とツイート。さらに、フォロワーによって「#佐久道路」というハッシュタグが作られ、これにより市民からの具体的な情報が次々と市長宛に寄せられることとなった。

その後も柳田市長は、

「佐久市の持つ除雪力では、不足と判断。阿部知事に自衛隊の出動お願い。皆様に感謝」
「【お願い】長距離トラックで疲れていると思いますが、路上で休憩している方が、渋滞の原因になっています。移動をお願いいたします」
「【佐久市最新情報・拡散希望】 月曜日早朝から自衛隊が、入ります。少しでも早く市民生活を取り戻したい!」

などと、状況報告や要望をツイート。2月20日現在に至るまで、市民との直接の対話を続けながら問題解決に取り組んでいる。

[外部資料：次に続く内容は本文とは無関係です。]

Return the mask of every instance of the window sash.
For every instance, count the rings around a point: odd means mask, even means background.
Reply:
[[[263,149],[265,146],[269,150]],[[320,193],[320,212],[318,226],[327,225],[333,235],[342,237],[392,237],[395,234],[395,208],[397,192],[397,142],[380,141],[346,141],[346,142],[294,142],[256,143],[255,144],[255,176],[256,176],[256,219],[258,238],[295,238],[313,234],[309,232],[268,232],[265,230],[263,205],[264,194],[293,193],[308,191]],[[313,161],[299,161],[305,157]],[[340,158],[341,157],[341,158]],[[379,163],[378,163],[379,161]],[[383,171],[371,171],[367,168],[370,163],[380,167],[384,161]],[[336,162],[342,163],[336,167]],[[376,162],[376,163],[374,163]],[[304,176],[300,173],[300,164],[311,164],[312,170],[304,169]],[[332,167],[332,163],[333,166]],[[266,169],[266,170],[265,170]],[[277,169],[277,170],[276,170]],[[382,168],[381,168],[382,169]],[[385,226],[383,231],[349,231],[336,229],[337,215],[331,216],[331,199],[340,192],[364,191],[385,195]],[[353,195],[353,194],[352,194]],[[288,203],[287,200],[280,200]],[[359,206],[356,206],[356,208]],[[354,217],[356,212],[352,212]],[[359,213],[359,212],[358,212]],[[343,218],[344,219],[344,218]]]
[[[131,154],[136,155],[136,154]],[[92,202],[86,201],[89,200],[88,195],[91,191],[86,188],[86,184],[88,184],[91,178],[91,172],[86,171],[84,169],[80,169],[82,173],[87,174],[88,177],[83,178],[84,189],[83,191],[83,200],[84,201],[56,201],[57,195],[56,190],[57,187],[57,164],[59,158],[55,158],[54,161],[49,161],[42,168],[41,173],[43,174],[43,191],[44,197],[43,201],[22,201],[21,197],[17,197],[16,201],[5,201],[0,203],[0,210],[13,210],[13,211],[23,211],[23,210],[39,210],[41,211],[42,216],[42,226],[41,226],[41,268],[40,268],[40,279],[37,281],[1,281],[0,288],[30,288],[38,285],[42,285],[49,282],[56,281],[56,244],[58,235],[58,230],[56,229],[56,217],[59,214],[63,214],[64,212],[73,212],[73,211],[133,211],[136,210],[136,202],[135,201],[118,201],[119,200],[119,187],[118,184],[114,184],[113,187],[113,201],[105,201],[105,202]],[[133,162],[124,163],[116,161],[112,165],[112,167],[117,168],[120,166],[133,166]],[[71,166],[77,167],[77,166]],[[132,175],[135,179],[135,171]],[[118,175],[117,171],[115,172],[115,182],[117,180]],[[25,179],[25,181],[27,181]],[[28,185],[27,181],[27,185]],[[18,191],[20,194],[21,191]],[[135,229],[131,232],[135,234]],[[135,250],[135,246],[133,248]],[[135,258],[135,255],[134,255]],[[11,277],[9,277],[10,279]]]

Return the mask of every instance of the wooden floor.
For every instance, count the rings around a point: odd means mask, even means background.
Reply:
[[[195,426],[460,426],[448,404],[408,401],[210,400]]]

このような市長の対応に、市民からお礼のツイートが届いているだけでなく、

「こういう市長がいる街に住みたい」
「首長かくあるべし」
「素晴らしい取り組み」
「ただツイートするだけでなく、きちんとした対応をするために活用されていて素晴らしいと思いました」

といったネットユーザーによる絶賛の声がツイッターに多数投稿されている。

また、千葉市長の熊谷俊人氏は2月20日朝、この事例を受けて、

「佐久市長のTwitterを活用した大雪対応が話題に。『災害時の首長がそんな時間あるの?』と思われる方もいらっしゃるかもしれませんが、実は災害時こそ指揮官は時間があります。緊急時は通常の予定が全て無くなり、常に報告を受け、判断ができる状態にあります。暇ですし暇でなければいけません」(原文ママ)

とツイート。同ツイートは同日19時時点で約4500回リツイートされており、熊谷市長はこの後も東日本大震災時における自身の経験も踏まえて災害時の首長のあり方について持論を述べている。

今回の柳田市長の対応は、他の地方自治体にも参考となる好例になったといえそうだ。